DETAILED ACTION
Notice of Pre-AIA or AIA Status
The present application, filed on or after March 16, 2013, is being examined under the first inventor to file provisions of the AIA .
Election/Restrictions
Claims 4, 6-10, 12, 16-19, 21, 29, 33 and 36-39 are withdrawn from further consideration pursuant to 37 CFR 1.142(b), as being drawn to a nonelected invention, there being no allowable generic or linking claim. Applicant timely traversed the restriction (election) requirement in the reply filed on 10/10/2023.
Claims 1-3 are examined on the merits as they read on the elected invention.
Response to Amendment
The declaration under 37 CFR 1.132 filed 5/13/26 is insufficient to overcome the rejection of claims 1-3 based upon 35 USC 102a1 as set forth in the last Office action because: see response below.
In view of the foregoing, when all of the evidence is considered, the totality of the rebuttal evidence of nonobviousness fails to outweigh the evidence of obviousness.
Claim Rejections - 35 USC § 102
In the event the determination of the status of the application as subject to AIA 35 U.S.C. 102 and 103 (or as subject to pre-AIA 35 U.S.C. 102 and 103) is incorrect, any correction of the statutory basis (i.e., changing from AIA to pre-AIA ) for the rejection will not be considered a new ground of rejection if the prior art relied upon, and the rationale supporting the rejection, would be the same under either status.
The following is a quotation of the appropriate paragraphs of 35 U.S.C. 102 that form the basis for the rejections under this section made in this Office action:
A person shall be entitled to a patent unless –
(a)(1) the claimed invention was patented, described in a printed publication, or in public use, on sale, or otherwise available to the public before the effective filing date of the claimed invention.
(Prior Rejection Maintained) Claims 1-3 are rejected under 35 U.S.C. 102a1 as being anticipated by Deaton et al. (US PGPub 2015/0297648).
The claimed invention is drawn to a pharmaceutical composition comprising: a preparation of heterogeneous gastrointestinal virus-like particles (VLPs) capable of infecting a broad spectrum of resident, non-pathogenic bacteria of the human microbiome, fungi of the human gut microbiome, or archaea of the human gut microbiome; and a pharmaceutically-acceptable carrier. The composition also comprises an adjuvant. The composition comprises at least 10^9 VLPs/ml.

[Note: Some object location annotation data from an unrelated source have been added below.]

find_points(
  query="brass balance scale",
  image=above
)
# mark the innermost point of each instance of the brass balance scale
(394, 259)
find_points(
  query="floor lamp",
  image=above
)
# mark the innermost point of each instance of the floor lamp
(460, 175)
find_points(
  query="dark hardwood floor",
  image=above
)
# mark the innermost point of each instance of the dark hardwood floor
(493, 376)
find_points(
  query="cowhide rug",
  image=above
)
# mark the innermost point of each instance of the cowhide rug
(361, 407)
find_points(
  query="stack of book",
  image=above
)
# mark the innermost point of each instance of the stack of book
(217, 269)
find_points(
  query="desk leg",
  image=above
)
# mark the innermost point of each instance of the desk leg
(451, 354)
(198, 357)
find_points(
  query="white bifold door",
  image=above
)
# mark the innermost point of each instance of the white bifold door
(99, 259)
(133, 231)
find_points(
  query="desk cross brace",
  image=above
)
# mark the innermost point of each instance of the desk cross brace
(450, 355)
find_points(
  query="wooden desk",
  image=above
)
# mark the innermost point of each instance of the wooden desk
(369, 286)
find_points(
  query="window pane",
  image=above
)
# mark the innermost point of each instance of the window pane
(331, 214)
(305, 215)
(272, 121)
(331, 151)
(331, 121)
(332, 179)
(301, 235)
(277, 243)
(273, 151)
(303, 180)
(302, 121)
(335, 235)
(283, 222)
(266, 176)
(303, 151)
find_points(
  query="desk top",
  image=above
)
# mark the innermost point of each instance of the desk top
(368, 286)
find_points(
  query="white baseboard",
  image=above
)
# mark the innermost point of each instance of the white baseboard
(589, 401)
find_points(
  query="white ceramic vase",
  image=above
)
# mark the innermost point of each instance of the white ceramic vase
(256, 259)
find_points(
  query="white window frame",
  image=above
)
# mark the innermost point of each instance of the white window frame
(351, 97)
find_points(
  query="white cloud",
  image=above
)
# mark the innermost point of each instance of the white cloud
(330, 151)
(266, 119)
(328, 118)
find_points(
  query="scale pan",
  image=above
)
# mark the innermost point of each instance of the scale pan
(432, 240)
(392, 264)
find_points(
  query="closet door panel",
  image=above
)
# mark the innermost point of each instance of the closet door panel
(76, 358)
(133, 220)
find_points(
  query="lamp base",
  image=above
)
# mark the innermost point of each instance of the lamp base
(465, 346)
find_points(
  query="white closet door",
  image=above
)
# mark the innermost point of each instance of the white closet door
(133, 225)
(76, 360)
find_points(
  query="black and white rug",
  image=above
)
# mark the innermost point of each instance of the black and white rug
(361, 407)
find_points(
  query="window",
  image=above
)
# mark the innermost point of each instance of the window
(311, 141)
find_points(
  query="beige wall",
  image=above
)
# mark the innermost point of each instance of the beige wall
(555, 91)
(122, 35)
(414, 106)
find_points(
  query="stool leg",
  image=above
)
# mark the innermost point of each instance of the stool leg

*Of note, the specification states that harmless resident gut bacteria become pathogenic when exposed to genes for shiga toxin [see page 16, lines 4-5]. In addition, the claims nor the specification provide specific examples of bacteria of the human gut microbiome that are “resident, non-pathogenic”. The specification at pages 19-20 state that VLPs from feces of one mouse were able to restore bacterial populations of the gut of a mouse that was induced to have dysbiosis of the gastrointestinal tract. This process relied on VLPs targeting bacterial overgrowth of what appears to be resident, non-pathogenic bacteria of the murine gut microbome. This information from the specification is being used to help interpret the claimed invention, which would appear to include bacteriophages specific for resident bacteria of a human gut that under normal, healthy conditions are non-pathogenic, but when exposed to a toxin or environmental stress may become pathogenic.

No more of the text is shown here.